Very kind offer of you...seriously. Sorry I'm so negative about it, but I don't hold you responsible for Apple's shortcomings and appreciate your willingness to help very much.

> We may be a linux community here, but there's no reason why you can't 
> ask these questions and get help before freaking out.  You may have  
> had a ton of help from the list you didn't expect, or didn't know  
> existed if you'd have just asked.

See:

http://www.ale.org/archive/ale/ale-2005-03/msg00346.html
http://www.ale.org/archive/ale/ale-2004-10/msg00097.html
http://www.google.com/search?q=eMac+%22John+Wells%22+site:ale.org&hl=en&start=20&sa=N

Bottom line, and it's just preference, but I do believe Apples to be overpriced. In particular, I think the eMac is, hardware wise, on par with the $300 Dells. You pay for aesthetics, I suppose.
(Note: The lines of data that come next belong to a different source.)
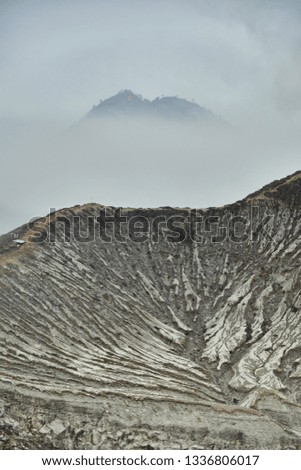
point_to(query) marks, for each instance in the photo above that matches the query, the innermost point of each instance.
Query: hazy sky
(239, 58)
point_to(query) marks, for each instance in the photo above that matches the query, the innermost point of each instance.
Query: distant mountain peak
(126, 102)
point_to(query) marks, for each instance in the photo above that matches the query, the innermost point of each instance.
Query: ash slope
(156, 344)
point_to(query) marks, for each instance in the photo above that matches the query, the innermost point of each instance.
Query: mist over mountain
(127, 103)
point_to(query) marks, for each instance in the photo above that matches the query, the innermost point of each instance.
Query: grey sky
(238, 58)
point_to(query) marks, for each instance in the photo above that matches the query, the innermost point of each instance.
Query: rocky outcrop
(167, 328)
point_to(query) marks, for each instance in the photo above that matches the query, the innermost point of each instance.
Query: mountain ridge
(116, 339)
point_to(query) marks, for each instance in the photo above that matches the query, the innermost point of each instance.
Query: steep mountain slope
(155, 328)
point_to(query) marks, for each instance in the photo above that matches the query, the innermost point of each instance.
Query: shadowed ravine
(162, 343)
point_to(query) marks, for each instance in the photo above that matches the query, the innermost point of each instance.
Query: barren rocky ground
(187, 338)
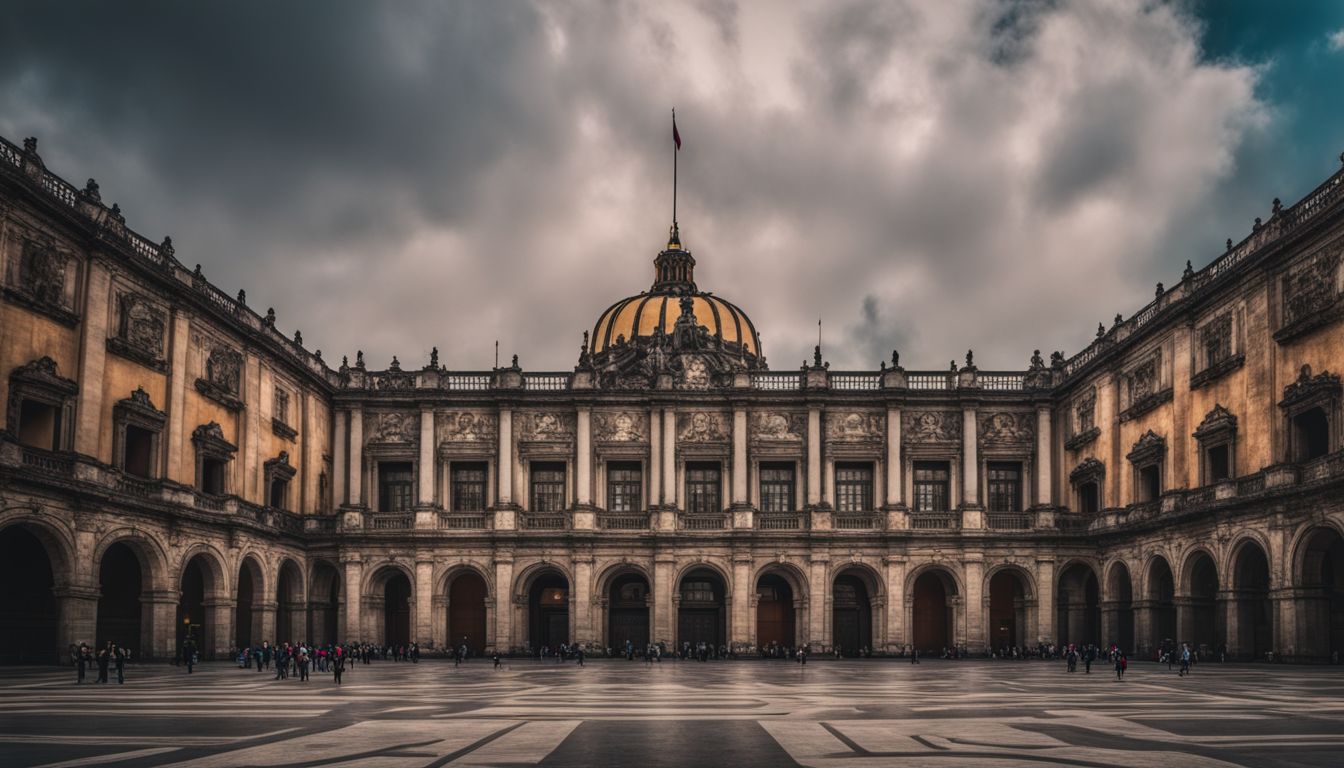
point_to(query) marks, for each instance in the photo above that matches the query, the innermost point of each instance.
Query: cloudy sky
(924, 175)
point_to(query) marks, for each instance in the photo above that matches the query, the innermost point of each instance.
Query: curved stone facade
(172, 467)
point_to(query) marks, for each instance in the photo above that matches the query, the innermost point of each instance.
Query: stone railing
(780, 521)
(618, 522)
(463, 521)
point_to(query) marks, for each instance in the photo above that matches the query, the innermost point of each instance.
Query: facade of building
(174, 467)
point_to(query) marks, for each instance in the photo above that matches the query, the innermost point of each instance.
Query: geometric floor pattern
(833, 714)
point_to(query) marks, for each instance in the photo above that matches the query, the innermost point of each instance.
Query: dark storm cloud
(402, 175)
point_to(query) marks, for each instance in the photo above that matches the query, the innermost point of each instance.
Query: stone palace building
(172, 466)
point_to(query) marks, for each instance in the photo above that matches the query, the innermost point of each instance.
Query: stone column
(428, 468)
(895, 587)
(93, 355)
(339, 436)
(356, 456)
(742, 589)
(583, 628)
(977, 604)
(655, 457)
(1044, 459)
(1046, 600)
(583, 457)
(664, 587)
(739, 456)
(424, 600)
(894, 466)
(77, 611)
(182, 466)
(819, 603)
(669, 486)
(352, 595)
(504, 601)
(813, 456)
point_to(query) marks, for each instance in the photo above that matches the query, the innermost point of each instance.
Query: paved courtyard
(850, 714)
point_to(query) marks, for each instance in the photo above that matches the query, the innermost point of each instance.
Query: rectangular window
(395, 483)
(1004, 487)
(1149, 483)
(933, 480)
(702, 487)
(624, 487)
(777, 487)
(468, 480)
(854, 487)
(547, 487)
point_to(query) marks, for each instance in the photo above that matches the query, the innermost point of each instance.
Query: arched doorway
(324, 605)
(549, 609)
(121, 616)
(1120, 603)
(1007, 611)
(192, 620)
(774, 611)
(628, 612)
(289, 604)
(1079, 605)
(932, 612)
(700, 612)
(397, 609)
(851, 613)
(1204, 628)
(1161, 600)
(246, 626)
(1321, 605)
(1254, 611)
(28, 611)
(467, 597)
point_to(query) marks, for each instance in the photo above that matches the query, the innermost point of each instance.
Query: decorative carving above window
(624, 427)
(210, 441)
(223, 377)
(855, 427)
(702, 428)
(1311, 295)
(1148, 449)
(1007, 428)
(1218, 424)
(140, 331)
(932, 427)
(778, 427)
(1308, 390)
(38, 281)
(1087, 470)
(393, 427)
(467, 427)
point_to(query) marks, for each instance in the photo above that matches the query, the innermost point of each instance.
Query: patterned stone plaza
(680, 713)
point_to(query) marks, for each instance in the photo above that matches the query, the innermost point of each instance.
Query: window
(39, 425)
(702, 487)
(395, 483)
(1004, 486)
(624, 487)
(1149, 483)
(213, 476)
(777, 487)
(468, 480)
(1313, 435)
(547, 487)
(932, 484)
(854, 487)
(1089, 498)
(139, 451)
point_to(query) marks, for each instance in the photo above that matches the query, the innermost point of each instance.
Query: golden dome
(640, 315)
(657, 308)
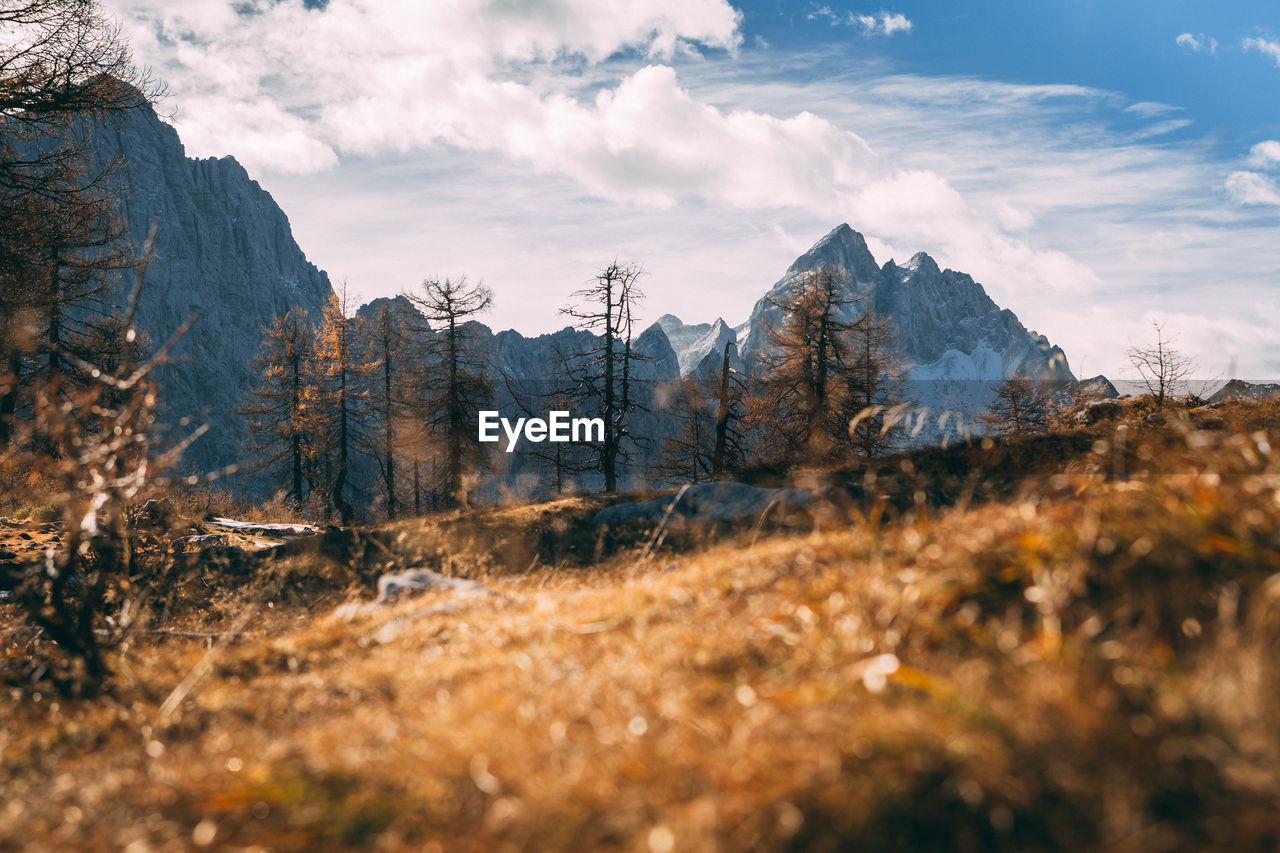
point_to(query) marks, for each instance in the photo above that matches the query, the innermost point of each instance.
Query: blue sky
(1096, 165)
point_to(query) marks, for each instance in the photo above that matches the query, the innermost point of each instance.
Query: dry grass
(1088, 664)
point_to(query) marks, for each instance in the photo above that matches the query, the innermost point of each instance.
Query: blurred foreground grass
(1086, 660)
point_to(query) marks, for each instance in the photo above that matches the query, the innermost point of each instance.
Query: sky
(1097, 165)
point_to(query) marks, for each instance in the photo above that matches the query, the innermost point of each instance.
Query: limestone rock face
(945, 325)
(955, 342)
(1096, 388)
(223, 252)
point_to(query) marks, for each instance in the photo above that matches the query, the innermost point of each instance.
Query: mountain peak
(922, 263)
(844, 249)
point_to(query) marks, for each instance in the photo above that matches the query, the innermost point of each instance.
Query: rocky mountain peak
(224, 252)
(844, 249)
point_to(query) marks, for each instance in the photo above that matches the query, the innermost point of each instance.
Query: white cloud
(1150, 109)
(1265, 154)
(881, 24)
(1252, 188)
(411, 73)
(502, 123)
(1264, 46)
(1197, 42)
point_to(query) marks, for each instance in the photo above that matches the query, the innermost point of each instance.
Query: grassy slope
(1083, 664)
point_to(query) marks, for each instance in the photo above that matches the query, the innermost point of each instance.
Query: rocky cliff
(223, 252)
(955, 342)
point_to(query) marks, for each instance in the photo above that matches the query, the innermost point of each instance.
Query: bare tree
(686, 456)
(455, 381)
(708, 411)
(392, 350)
(873, 387)
(1161, 368)
(730, 447)
(63, 69)
(603, 375)
(1020, 407)
(87, 592)
(336, 401)
(275, 413)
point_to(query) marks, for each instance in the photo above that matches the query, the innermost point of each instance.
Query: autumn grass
(1088, 662)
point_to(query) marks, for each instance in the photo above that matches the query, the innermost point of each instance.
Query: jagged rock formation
(223, 252)
(945, 324)
(531, 375)
(700, 349)
(1096, 388)
(954, 340)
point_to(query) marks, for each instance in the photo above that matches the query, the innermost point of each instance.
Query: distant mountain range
(225, 252)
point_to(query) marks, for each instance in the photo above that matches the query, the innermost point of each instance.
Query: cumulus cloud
(1264, 46)
(1197, 42)
(1265, 154)
(1252, 188)
(274, 81)
(881, 23)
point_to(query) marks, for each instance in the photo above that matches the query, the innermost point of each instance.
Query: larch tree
(453, 383)
(336, 401)
(1020, 407)
(686, 455)
(602, 377)
(392, 357)
(728, 450)
(63, 69)
(798, 406)
(872, 387)
(1161, 368)
(707, 443)
(827, 383)
(280, 439)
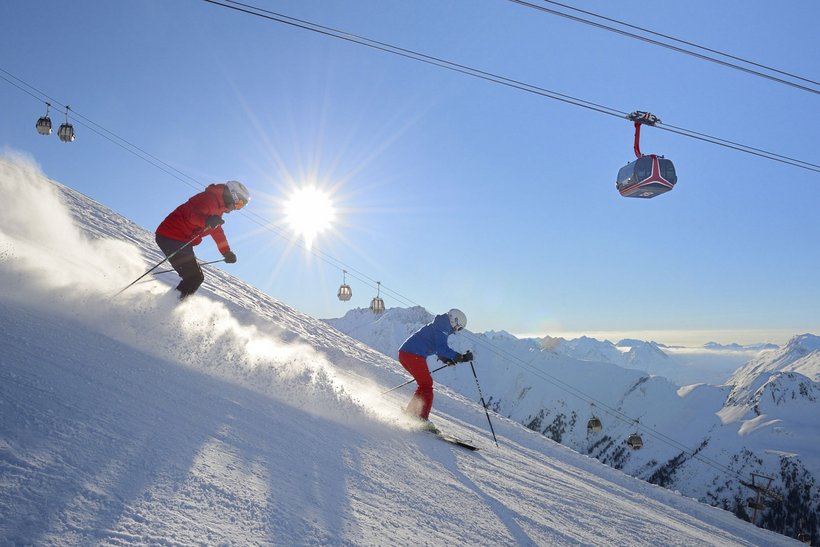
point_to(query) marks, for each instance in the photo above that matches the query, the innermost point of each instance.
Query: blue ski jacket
(431, 339)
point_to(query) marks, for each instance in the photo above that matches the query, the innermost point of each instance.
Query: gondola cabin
(44, 125)
(344, 293)
(594, 425)
(66, 132)
(646, 177)
(377, 305)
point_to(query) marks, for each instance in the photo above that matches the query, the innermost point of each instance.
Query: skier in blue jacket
(431, 339)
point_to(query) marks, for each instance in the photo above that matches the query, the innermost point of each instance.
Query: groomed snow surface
(232, 419)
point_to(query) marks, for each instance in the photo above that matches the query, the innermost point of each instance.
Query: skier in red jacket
(199, 216)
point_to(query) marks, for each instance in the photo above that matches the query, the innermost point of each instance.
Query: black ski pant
(185, 264)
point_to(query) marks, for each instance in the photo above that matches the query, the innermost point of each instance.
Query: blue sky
(451, 190)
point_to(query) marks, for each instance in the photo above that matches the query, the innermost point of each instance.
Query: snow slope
(231, 418)
(701, 440)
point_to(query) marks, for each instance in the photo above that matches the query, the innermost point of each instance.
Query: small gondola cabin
(646, 177)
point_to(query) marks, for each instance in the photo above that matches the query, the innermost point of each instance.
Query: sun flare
(309, 211)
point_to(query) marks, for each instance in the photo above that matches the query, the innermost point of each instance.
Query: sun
(309, 211)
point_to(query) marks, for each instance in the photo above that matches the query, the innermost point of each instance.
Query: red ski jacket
(188, 219)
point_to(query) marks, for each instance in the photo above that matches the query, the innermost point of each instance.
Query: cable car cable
(685, 42)
(464, 69)
(570, 389)
(672, 47)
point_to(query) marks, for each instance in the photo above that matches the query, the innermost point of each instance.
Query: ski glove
(464, 357)
(213, 221)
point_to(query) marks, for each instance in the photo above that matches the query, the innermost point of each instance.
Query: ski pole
(412, 380)
(158, 264)
(483, 403)
(201, 264)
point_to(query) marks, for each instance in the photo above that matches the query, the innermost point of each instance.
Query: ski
(458, 442)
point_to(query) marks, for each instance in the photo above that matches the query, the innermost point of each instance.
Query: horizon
(451, 191)
(688, 339)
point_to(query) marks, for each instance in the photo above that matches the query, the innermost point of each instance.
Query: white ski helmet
(239, 194)
(457, 319)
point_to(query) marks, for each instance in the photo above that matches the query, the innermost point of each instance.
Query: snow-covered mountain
(231, 418)
(701, 440)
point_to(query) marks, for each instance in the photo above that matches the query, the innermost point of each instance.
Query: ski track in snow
(232, 419)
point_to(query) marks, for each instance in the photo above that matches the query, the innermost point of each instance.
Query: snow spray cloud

Now, regarding OS X...well, I never had a problem with the underlying OS, only the sluggishness of the apps on that run on top of it. 

For my buck, I would prefer to spend $500 on a decent machine with a nice flat panel, and install Ubuntu. There's no vendor lock-in, the hardware is likely to reliable, and if not, expendable, and the choice you get on Ubuntu (and linux in general) just completely blows the total Apple package away. This is my opinion, nothing more.

Thanks for your offer for help...but I'll only go back to Apple if I'm forced.